The big draws of each episode are the two big segments, the Video Breakdown and the Web Redemption. The Video Breakdown focuses on a clip with a bit more going on than the usual ones, which gives Tosh more time to crack jokes. These include some memorable videos, including a man's failed attempt to break 100 coconuts, an abusive wedding dance, a vomiting woman suffering at gravity's hands and a badly-executed evangelical gymnastics routine. The focusing on the details is what makes it so enjoyable, making it an expanded version of the "20 seconds on the clock" bit.
The Web Redemption is the series' most involved feature, as they track down a well-know internet failure, and offer them a chance to redeem themselves on television. Among those invited to the party are the Afro Ninja (whose backflip ended with him landing on his head), Miss Teen South Carolina (a pretty girl who's pretty dumb) and Chris Crocker (the "Leave Britney Alone!" guy.) The rest of the gang's fame never really escaped the Interwebs, but that doesn't make their redemption any less enjoyable, especially Rae Dogg, the shower singer, and the dizzy dunk guy, whose segment might be the most involved of all, calling on a former NBA star to cap off the effort. Though they are confronting their own massive public embarrassment, there's something almost sweet about the way Tosh helps them regain a touch of self-respect.
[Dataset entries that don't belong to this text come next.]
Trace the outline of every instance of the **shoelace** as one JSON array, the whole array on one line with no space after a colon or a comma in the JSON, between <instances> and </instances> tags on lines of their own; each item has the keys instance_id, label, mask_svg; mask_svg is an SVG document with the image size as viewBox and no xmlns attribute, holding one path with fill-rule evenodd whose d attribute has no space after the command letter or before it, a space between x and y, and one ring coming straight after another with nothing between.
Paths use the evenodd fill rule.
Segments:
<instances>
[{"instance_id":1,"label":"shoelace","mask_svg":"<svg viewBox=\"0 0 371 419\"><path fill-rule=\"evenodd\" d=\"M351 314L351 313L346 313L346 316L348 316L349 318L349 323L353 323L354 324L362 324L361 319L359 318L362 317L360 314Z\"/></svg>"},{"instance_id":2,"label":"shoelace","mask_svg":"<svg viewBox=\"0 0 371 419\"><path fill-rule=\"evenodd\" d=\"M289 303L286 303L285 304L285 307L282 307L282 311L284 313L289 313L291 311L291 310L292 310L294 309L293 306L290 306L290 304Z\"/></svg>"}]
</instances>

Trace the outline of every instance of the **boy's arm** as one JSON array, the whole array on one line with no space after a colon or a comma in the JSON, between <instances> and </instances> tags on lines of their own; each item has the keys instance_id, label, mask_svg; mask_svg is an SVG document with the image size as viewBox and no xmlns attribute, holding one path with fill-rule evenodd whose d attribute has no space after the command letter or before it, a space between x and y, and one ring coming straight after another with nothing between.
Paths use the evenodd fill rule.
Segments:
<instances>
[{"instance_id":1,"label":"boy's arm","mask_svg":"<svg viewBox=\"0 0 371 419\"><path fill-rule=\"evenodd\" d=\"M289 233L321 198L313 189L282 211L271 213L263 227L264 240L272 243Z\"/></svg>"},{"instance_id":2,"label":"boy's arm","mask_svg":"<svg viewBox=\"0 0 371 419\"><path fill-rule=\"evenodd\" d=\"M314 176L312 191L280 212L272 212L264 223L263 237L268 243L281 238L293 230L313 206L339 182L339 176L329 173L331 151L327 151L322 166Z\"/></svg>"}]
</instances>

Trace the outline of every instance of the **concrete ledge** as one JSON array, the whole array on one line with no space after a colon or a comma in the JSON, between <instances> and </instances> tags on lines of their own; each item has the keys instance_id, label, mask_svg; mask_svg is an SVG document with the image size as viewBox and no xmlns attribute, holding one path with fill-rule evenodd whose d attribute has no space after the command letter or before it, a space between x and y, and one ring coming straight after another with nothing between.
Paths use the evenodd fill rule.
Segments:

As enjoyable as these episodes are, including plenty of Twitter use and the fun "Is it Racist?", "Is it Gay" and "Guess What Happens Next" segments, there are two segments that are consistently disappointing. "Viewer Video" is just bad far too often, serving as the reason why we leave some things to the professionals, earning a laugh maybe twice in 10 episodes, and continues to darken the end of Tosh.0 episodes to this very day."Celebrity Videos," on the other hand, is no longer with us, as someone must have figured out that the awkward interviews between Tosh and the celebrities, including Fred Willard, Jack McBrayer and Harlan Williams, were too awkward for a less-than-impressive short video to overcome. Only a silly beer pong competition between Dave Attell and porn star Bree Olsen is worth a second look.
Note: The audio on this release is mostly uncensored, but any nudity, including Bree Olsen, Demi Moore and the meatspin fellas, remains blurred or otherwise censored.
TrueHD 5.1 soundtracks were one of the last things I expected to find on this release, since the show's construction is pretty simple, and much of the material is culled from less-than-optimal sources. However the series does provide a deeper soundfield for the in-studio segments, putting the audience in the side and rear speakers, while Tosh yells his jokes in the front of the room. Occasionally there's some music, like the bumper tune and Rae Dogg's video, and they come across strong, with solid bass, but for the most part, when we're not watching a fuzzy, echo-y camera-phone video, the show's dialogue-driven.